The Indian government has announced economic reforms that would allow Wal-Mart retail stores to enter India in a bid to increase foreign capital flows and rebuild the current government’s tarnished credibility on the subcontinent and abroad.
The move Friday ends three years of policy inertia and headlines dominated by corruption, which has seen the economy in India plummet from nearly 10 percent growth to under 6 percent. The ruling Congress Party is now trying to move the conversation away from the subject of corruption by demonstrating it can still get major initiatives done.
“The sudden push for reforms seem to be born out of desperation,” says Arun Jethmalani, the managing director of ValueNotes, a market intelligence and consulting firm based in Pune, India. “The [economic] situation has gotten so bad in India, that some people in the government are finally realizing that we have to do something immediately.”
Under new rules, a previous ban on foreign investment in multi-brand, big-box retail stores like Wal-Mart has been relaxed to allow foreign shares of up to 51 percent.
The changes will also open the door for single brand foreign investors such as the Swedish furniture store IKEA, by allowing investors to own outlets outright without needing local partners. Restrictions will also be relaxed on foreign investment in airlines, broadcasting, and power exchanges.
India’s Prime Minister Manmohan Singh argues the reforms will boost the economy by injecting foreign capital and introducing foreign expertise in supply-chain management.
However, the opening of big-box retail to foreign investment is unlikely to be applied nation-wide. Prime Minister Singh is leaving that up to individual states to decide whether to implement. Political observers consider this a clever move by the prime minister, considering the push-back from the leaders of many states against central government-led changes and federal direct investment (FDI).
With many states still hostile to FDI and politics mired in bureaucratic corruption at nearly every level, ValueNotes’ Mr. Jethmalani believes it will take time to see any real change.
“On one level the government makes a policy, but on the ground it’s not so easy,” says Jethmalani. “It will happen. But this is India; nothing changes quickly.”
Many investment analysts, however, point out the significant upside to the move.
“The government standing firm on its commitments combined with sensible steps on the fiscal side should help boost capital flows,” says Nick Paulson-Ellis, India head for Espirito Santos Securities. “Federal direct investment is needed to allow India’s $450 billion retail market, of which only 6 percent is organized, to grow over time. Introducing logistics, supply chain, and cold storage expertise and investment are critical to reducing the criminal levels of wastage in the farm-to-fork chain.”
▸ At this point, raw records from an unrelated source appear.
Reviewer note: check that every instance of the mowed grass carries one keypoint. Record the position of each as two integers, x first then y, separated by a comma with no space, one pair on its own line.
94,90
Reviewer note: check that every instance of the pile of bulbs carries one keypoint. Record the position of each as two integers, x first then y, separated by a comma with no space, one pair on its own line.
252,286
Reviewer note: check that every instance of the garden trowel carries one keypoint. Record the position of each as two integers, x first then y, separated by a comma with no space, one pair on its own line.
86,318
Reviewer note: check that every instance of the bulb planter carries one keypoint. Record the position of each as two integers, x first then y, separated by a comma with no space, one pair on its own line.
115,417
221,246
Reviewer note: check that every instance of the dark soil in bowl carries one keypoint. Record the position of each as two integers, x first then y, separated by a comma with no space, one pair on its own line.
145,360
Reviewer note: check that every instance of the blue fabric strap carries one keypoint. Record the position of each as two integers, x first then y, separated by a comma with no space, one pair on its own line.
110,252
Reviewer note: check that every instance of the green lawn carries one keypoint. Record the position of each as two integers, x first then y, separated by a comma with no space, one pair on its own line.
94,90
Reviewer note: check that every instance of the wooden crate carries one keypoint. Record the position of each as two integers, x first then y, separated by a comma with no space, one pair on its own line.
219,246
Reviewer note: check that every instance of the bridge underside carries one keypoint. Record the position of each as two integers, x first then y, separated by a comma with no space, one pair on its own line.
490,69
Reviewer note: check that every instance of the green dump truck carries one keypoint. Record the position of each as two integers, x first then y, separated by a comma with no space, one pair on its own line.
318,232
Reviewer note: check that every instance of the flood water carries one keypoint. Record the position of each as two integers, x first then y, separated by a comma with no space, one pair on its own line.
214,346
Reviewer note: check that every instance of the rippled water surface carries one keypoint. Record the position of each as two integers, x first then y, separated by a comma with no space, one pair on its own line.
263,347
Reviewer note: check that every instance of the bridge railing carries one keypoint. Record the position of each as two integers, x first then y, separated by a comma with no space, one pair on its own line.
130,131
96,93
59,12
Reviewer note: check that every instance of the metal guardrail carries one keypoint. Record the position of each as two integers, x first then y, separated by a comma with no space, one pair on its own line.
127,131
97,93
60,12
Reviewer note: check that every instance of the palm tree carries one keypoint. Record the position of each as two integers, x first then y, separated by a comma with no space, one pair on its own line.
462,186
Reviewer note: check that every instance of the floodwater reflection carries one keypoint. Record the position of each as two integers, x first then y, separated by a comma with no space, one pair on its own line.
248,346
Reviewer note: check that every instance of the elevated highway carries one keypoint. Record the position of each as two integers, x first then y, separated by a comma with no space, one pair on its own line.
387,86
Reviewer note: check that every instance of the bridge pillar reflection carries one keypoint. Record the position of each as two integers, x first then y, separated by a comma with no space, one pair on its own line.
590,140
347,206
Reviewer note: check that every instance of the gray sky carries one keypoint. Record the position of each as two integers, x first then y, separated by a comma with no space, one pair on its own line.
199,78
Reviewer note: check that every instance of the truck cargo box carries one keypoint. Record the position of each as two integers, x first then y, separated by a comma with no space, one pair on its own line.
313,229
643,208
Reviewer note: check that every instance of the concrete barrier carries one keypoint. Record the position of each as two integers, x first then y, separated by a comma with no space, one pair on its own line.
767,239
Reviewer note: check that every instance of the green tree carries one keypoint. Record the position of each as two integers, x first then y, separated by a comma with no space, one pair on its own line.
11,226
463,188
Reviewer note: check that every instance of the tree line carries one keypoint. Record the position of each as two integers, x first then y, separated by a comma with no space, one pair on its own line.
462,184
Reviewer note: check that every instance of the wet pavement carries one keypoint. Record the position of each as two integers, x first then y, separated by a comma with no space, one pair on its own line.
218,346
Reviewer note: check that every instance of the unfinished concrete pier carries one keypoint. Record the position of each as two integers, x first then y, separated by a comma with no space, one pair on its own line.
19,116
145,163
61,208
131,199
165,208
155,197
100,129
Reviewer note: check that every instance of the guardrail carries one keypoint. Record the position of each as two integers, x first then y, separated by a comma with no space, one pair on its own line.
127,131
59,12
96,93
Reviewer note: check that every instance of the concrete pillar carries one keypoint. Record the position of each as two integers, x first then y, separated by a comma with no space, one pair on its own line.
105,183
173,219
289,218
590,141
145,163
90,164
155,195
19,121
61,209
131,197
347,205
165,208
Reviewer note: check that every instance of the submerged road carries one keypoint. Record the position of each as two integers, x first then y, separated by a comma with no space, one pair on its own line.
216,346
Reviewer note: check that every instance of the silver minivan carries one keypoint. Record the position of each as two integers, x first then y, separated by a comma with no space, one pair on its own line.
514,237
India is still a nation of mostly mom and pop stores and small farmers heavily controlled by the government and middlemen. This absence of a streamlined system leads to nearly 40 percent of fruits and vegetables rotting before they reach the consumer. On the other hand, the system employs millions, leaving critics to warn that rapid changes may displace the livelihoods of many.
Mr. Paulson-Ellis, meanwhile, cautions that while FDI is important, the most critical issue the government has proposed is cutting fuel subsidies. The reduction in fuel subsidies will lead to a 12 percent increase in the price of diesel for Indian drivers and the millions of people and companies who use generators to ensure 24/7 power. Though the move may be unpopular, many economists believe the cut in subsidies – which mainly benefit the wealthy and middle class – is essential.
“Addressing the fiscal deficit is of far greater current importance than any FDI reforms,” says Paulson-Ellis. “Without it there is likely to be a 5.8 percent fiscal deficit and near certain downgrade to a sub-investment grade.”
Gurcharan Das, an Indian economist and author, believes the changes are going to improve the economy far quicker than people realize.
“There are a number of states where joint ventures with Wal-Mart are already operating,” Mr. Das says. “In states like the Punjab and Rajasthan they have already done the groundwork so it will not take long for the new reforms to take hold.”
Das believes the coming of modern trade in big box stores like Wal-Mart will bring needed transparency by cutting out the middleman and not allowing politicians to so easily manipulate the market.
Paulson-Ellis points to another quick impact of the policy changes: changes to the rhetoric in the country.
“In two days, an embattled government has changed the debate from rampant corruption — the latest involving billions of dollars in coal mine allocations,” says Paulson-Elllis. “An opposition that was up in arms is seen to be regrouping.”